The latest quake measuring 5.2 on the Richter scale hit northwest of the main Sumatra island city of Medan shortly after 04:00, after two quakes measuring 5.1 and 5.2 the previous evening.
"This is not big enough to cause tidal waves," said Fauzi of the Indonesian Meteorology and Geophysics Office.
"The waves are coming," people yelled as they fled on foot, buses and any mode of transport they could find.
The defence and home ministries sounded the warning to evacuate 2km inland after a new quake rattled Indonesia.
People ran for cover
In Port Blair, capital of India's battered Andaman islands, people ran for high ground fearing a sudden surge in water levels, a correspondent said.
Civilians, aid workers and police joined the rush along the Tamil Nadu coast here where thousands died in Sunday's tsunamis.
The Press Trust of India (PTI) reported that "panic gripped the coastal belt of Nagapattinam" after the alert.
In neighbouring Thanjavur district, top administrator J Radkrishnan called for people to evacuate immediately.
Further south in Kerala state, chief minister Oommen Chandy said the government had information the sea could rise around noon and people should be on the alert, PTI said.
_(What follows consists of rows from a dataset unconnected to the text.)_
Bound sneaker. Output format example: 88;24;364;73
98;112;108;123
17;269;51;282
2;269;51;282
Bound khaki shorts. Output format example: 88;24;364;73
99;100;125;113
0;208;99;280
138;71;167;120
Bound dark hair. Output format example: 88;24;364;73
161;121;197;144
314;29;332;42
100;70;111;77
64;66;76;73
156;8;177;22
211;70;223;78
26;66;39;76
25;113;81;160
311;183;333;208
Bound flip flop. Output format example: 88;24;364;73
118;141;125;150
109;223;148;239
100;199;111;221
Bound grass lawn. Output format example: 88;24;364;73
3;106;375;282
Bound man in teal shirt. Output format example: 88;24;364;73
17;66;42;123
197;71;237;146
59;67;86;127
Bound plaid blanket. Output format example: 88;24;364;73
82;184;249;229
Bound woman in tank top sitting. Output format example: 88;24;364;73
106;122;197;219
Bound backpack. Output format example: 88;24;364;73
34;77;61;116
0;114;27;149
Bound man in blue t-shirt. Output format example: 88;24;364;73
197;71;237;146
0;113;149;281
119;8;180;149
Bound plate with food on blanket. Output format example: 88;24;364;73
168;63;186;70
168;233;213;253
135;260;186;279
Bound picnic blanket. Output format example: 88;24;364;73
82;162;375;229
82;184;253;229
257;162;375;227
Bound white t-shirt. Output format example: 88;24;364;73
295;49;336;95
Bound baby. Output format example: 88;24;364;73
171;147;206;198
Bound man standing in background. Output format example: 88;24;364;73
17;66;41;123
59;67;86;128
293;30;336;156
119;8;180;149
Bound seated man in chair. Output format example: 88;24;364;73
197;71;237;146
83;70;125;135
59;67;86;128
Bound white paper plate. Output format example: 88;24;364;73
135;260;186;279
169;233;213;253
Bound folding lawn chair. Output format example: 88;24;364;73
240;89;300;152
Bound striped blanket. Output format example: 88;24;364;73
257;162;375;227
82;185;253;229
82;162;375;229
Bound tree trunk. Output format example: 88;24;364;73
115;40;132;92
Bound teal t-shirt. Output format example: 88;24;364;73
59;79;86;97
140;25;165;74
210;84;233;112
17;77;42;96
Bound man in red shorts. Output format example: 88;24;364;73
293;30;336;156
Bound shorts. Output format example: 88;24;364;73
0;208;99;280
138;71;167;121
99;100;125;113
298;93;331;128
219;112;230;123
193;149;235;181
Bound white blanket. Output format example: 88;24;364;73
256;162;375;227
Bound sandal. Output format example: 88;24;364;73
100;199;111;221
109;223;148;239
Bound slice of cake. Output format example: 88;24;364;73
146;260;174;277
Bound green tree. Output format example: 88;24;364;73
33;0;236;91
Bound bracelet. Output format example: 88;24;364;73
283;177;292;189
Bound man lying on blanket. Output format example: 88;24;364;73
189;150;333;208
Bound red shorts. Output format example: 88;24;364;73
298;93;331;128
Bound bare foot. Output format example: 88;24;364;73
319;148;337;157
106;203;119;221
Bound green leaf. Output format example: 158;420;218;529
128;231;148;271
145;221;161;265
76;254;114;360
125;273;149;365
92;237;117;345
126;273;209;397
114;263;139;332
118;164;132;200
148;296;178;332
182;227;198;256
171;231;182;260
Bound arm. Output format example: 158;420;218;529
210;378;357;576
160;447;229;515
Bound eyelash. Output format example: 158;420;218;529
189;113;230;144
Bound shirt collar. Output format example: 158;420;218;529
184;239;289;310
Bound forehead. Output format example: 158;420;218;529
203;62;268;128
Chandy said district administrations had been asked not to allow people to remain within two kilometres of the sea, but urged people not to panic.
Rattled by shocks
Indonesia's disaster-hit province of Aceh was rattled by the latest in a series of powerful aftershocks early on Thursday but the tremors were not enough to create a repeat tsunami, seismologists said.
A gigantic 9.0 magnitude tectonic shift 150km off Aceh on Sunday unleashed a powerful tsunami that wreaked havoc on shores around the Indian ocean in one of the worst natural disasters in living memory.
More than 81,000 people have been killed across the region, at least 45,000 of them in Aceh on Sumatra's northern tip.
The death toll in India reached 10,850 Wednesday, with many thousands of people still missing, mainly in the Andamans, according to official figures.